Original URL: http://www.theregister.co.uk/2006/10/12/google_youtube_comment/

On that $1.65bn Google - YouTube deal

Of course it's too much, but how much too much?

By Faultline

Posted in Financial News, 12th October 2006 18:17 GMT

Google is probably the right home for YouTube, for many reasons, not least of which is the corporate culture which prefers to fund everything with advertising and the fact that both companies have emerged as popular web favorites against the odds.

Google itself has been attacking video, as is MSN, with a deal this week with Blinkx as well as Yahoo and AOL, and with all their existing traffic, it made more sense that one of those would have had the success that YouTube had. But as in so many of these cases, it is the newcomer that manages to get to grips with the passion that the man in the street has for video.

Google no doubt will extract as much revenue from YouTube as it is possible to extract, but there have to be question marks over whether or not YouTube will ever repay the $1.65bn that Google this week agreed to pay for the company.

The acquisition of MySpace by New Corp, for a measly $580m, puts this in perspective and what we have here is a heating up of the valuable properties in the market, in a very similar way to the dotcom era, when companies that had never made a penny of profit, and had only just begun to have revenues, however minor, were sold for a multiple of the number of people that visited their web sites.

We have said time and time again that there is something not quite right about services like Google Video, or AOL’s Truveo (which is at least the most technically accomplished video search engine), and also about Blinkx, which is perhaps the best known search engine, and of course YouTube.

While they offer novelty, and low quality, but original, user generated content, until this week they never offered the type of material that elicits a long term engagement with viewers that professional TV consistently does. People will sit watching YouTube for a couple of hours sat at their PC in the evening, but mostly those people are not typical and won’t do it for the remainder of their lives, just for a few months until the novelty wears off.

Harvesting e-potatoes

Sure, there are enough people on the planet that the proportion that continue to visit YouTube will provide Google with advertising targets for a long time to come, but YouTube is not the finished article and it has to continue to re-invent itself if it hopes to become so. By this we mean that it must engage people on a semi-permanent basis.

One major stumbling block is the lack of professional content that is available on YouTube and the other is the lack of a comfortable way of viewing such content.

This week YouTube has gone some way to rectifying the first problem by cutting deals with Universal Music, Sony BMG and CBS. That will bring it professional music videos, and it said quite recently that it wants to hold every music video ever made. The CBS TV deal through Showtime Networks will also offer the YouTube community short-form video programming from its news, sports and entertainment divisions.

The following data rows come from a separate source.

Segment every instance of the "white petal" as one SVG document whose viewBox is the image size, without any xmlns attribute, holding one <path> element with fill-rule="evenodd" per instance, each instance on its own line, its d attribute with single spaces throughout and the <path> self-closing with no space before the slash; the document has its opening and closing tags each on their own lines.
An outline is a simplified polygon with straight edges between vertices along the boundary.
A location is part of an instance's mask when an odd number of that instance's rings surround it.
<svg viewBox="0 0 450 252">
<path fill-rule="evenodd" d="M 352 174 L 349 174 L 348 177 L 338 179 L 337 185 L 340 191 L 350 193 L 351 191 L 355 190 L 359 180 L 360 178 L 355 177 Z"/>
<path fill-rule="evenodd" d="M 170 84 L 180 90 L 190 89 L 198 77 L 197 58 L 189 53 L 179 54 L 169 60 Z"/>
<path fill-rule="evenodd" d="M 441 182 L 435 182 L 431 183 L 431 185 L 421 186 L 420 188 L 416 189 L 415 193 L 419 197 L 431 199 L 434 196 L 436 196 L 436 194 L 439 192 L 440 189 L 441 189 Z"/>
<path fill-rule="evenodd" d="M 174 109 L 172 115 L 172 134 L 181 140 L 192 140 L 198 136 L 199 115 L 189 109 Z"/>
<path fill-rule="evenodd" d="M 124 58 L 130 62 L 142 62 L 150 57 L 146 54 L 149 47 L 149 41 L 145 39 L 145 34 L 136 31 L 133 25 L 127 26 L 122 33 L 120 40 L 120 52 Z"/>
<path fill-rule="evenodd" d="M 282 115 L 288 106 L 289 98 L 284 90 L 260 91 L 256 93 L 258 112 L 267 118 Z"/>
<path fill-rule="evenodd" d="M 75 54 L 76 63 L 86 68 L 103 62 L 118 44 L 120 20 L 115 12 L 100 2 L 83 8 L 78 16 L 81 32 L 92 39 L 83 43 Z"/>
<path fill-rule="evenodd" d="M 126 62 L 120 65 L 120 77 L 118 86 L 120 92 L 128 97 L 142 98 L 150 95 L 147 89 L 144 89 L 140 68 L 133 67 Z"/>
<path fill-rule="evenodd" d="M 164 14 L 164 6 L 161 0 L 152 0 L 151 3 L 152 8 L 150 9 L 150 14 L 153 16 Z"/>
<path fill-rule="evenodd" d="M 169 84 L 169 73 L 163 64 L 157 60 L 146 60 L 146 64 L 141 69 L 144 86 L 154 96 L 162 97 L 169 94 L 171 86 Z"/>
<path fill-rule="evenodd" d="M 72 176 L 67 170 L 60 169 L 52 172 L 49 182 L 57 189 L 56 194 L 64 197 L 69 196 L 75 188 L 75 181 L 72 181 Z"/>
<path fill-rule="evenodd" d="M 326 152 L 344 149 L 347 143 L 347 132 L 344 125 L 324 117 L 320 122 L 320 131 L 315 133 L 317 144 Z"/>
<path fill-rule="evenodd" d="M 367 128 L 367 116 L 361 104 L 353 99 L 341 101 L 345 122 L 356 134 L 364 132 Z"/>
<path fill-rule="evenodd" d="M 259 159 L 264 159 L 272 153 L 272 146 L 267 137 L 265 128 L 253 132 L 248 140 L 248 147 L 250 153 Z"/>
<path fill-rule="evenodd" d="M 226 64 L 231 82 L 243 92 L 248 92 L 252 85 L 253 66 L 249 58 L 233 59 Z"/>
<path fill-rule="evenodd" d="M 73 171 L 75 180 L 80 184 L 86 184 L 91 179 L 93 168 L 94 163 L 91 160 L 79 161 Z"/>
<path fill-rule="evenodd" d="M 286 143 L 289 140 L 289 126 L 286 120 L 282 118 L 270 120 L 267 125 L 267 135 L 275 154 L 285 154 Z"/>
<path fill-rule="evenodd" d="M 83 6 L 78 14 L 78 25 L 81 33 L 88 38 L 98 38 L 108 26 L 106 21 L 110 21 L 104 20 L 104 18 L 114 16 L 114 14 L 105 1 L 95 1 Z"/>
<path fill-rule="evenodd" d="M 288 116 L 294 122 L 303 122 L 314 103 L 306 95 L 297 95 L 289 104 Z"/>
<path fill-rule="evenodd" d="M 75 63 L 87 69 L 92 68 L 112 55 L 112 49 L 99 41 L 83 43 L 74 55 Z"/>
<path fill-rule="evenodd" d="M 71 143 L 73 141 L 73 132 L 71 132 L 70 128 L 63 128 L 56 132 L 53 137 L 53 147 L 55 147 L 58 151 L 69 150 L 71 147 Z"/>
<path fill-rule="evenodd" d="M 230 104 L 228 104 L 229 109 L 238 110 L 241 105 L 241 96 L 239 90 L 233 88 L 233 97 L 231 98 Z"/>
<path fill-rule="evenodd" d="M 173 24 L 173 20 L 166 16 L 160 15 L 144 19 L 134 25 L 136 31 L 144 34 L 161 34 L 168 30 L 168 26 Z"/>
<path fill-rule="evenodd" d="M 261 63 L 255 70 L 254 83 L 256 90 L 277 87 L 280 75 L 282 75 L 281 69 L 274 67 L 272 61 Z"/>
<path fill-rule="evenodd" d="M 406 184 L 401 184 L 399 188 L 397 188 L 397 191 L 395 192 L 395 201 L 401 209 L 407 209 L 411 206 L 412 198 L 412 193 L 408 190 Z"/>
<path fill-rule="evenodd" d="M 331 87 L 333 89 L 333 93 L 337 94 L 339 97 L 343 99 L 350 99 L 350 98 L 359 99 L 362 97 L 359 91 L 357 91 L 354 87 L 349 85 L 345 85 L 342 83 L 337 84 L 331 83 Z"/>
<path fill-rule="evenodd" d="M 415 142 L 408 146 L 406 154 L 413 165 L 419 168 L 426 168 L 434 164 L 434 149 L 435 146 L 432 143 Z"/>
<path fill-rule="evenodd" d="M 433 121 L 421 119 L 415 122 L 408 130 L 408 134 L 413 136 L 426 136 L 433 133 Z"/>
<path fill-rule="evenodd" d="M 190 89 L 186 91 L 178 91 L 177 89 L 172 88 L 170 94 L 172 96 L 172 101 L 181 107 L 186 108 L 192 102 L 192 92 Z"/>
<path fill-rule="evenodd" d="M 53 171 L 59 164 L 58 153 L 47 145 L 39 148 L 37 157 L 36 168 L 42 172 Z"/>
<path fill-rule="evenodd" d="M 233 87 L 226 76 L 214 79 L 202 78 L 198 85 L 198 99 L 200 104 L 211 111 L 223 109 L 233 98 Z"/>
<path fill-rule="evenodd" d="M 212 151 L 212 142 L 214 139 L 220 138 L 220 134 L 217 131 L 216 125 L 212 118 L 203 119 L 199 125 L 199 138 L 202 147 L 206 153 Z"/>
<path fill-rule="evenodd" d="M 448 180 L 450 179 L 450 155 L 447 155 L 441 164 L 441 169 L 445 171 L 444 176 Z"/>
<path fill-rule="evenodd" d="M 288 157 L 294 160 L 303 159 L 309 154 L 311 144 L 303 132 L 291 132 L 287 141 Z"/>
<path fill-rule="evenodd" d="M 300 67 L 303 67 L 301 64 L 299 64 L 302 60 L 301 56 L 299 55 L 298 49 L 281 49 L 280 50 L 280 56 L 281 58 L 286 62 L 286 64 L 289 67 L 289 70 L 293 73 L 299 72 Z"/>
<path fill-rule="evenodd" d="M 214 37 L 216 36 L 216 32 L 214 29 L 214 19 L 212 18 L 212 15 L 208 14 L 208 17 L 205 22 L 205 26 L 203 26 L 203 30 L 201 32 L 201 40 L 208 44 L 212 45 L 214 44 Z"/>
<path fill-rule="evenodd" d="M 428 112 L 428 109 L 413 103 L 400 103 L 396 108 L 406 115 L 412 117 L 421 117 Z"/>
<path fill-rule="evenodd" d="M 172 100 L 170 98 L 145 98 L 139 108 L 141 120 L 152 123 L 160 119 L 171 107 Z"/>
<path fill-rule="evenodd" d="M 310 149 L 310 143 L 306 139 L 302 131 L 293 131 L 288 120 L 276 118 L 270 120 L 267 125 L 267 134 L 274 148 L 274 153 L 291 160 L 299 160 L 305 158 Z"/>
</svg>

But that’s our point. These are all short form deals, the type that people can watch between jobs at work, and at home when they are sat at the PC. There are not TV class 30 minute plus entertainments, that require connectivity between the TV and the PC, such as that promised in the first quarter of next year by Apple Computer.

Try the search interface at any of the above companies and see how long it holds your interest. The visitor has to come up with the search terms, has to have a reason to be there, unless he or she wants to watch "favorites" of other visitors that they don’t know, and who may have hugely different tastes from them.

We’re not saying that YouTube cannot continue to evolve to become a mature video market place where all types of video are watched, in both the comfort of the sitting room, or with the flexibility of being sat at a PC, but there are still hurdles to overcome and if the YouTube management spend more time counting their $1.65 billion than working on breakthrough new ideas, then the phenomena that introduced us all to user contributed video, could just be frittered away, along with Google’s money.

Given the revenue share that CBS and the other content partners are happy with, and the fact that they have all signed similar deals already with Google, then many more TV series should find their way onto YouTube in the near future, as soon as viewing figures for these deals become stable.

These deals have only been made possible by new technology announced by YouTube a few weeks ago, that will filter out copyrighted content which is not authorized to appear on the YouTube service.

That made a big difference between the P2P networks of music piracy fame, and the attitude of YouTube, and so has led to a viable business model. That solved, the company became marketable, and the bidding only took a few days.

Following the acquisition, YouTube will operate independently from Google, although Google will add its technology, advertiser relationships and global reach to the YouTube pie.

The deal is thrown into perspective by a report from In-Stat, a US researcher, that said that the User Generated Content market would only hit $850 million in value by 2010. If I were one of the Google managers that signed the YouTube deal, I would hope it would be an awful lot more than that at YouTube alone.